In an article Retort covered in April, Harvard professor Elizabeth Bartholet took to Harvard Magazine to warn readers about “… an essentially unregulated regime in the area of homeschooling” and calls for a “presumptive” ban on homeschooling.
Responses were swift, from all directions, and unkind.
Many critics have taken to virtual message boards and online publications to speak out against her views. A quick Google search yields headlines like “Harvard’s Lazy Attack on Homeschooling” in Forbes, “Harvard Law School Professor Shows her Prejudice Against Homeschoolers” in the Wall Street Journal, and “Harvard Professor Wants To Ban Homeschooling Because Christians Do It” in The Federalist.
To stem the flow of negative criticism, Harvard deployed one of its own to defend Bartholet, Lindsey T. Powell, patent administrator.
As a product of religious homeschooling herself, Powell acknowledges that “many of my ‘unique opportunities’ would have been available to me in a traditional school setting.” Nevertheless, “…even with these experiences, [homeschool] came with a dangerous sense of isolation and an inappropriate self-emphasis on productivity to compensate for missing out on ‘normal’ rites of passage.”
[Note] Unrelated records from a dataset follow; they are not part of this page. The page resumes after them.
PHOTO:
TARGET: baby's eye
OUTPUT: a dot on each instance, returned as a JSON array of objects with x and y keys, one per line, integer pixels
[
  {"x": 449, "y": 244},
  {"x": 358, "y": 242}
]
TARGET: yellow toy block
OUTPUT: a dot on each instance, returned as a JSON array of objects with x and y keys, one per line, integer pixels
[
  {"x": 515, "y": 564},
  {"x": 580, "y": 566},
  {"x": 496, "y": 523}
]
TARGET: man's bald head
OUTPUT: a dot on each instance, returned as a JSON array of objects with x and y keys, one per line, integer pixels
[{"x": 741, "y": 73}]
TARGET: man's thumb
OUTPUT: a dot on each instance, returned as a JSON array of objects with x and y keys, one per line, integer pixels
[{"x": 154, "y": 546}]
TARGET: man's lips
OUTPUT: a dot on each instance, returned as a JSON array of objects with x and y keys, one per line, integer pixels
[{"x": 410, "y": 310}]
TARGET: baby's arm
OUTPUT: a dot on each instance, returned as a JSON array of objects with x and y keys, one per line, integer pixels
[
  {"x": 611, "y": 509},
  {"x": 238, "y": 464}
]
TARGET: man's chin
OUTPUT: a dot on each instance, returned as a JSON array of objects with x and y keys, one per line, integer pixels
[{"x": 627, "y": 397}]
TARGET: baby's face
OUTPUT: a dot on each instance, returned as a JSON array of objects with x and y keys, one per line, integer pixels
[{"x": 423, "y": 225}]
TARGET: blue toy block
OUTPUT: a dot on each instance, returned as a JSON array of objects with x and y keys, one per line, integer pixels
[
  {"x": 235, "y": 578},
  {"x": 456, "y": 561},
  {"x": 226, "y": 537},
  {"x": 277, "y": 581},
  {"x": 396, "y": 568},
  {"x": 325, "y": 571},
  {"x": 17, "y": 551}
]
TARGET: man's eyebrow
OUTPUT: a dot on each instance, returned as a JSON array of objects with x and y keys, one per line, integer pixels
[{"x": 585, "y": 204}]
She goes further: “Any adequate rebuttal to Bartholet must at least consider the many homeschooled students who do not attend college, and those who, like myself, suffered painful social isolation because of homeschooling.”
Fair enough. It is also true that any adequate defense of Bartholet must grapple with these realities:
- A presumptive ban is in practice the same as an all out ban; perhaps worse
- All schools, home and otherwise, operate in ideological bubbles, except some are chosen while others are required
- More then 95 percent of U.S. K12 students don’t attend homeschool, yet political polarization is as extreme as ever; how is it then that homeschooling encourages intolerance but other school don’t?
- While a homeschool prom or graduation may not be as glitzy as those in large high schools, every year millions of public school students never graduate at all
- Do the authors have similar feelings about other ideological education approaches such as Waldorf or Montessori? Must those be banned as well?
- What evidence suggests that the homeschooling problems described are more or less prominent in public or private school settings?
A more rigorous, facts-based defense of Bartholet would be much welcomed. Until then, Bartholet’s proposal, as James Mason the VP of Litigation and Development for the Home School Legal Defense Association states, “comes from a worldview that’s kind of antithetical to traditional notions of liberty, especially the right of parents to raise, nurture, and educate their children.”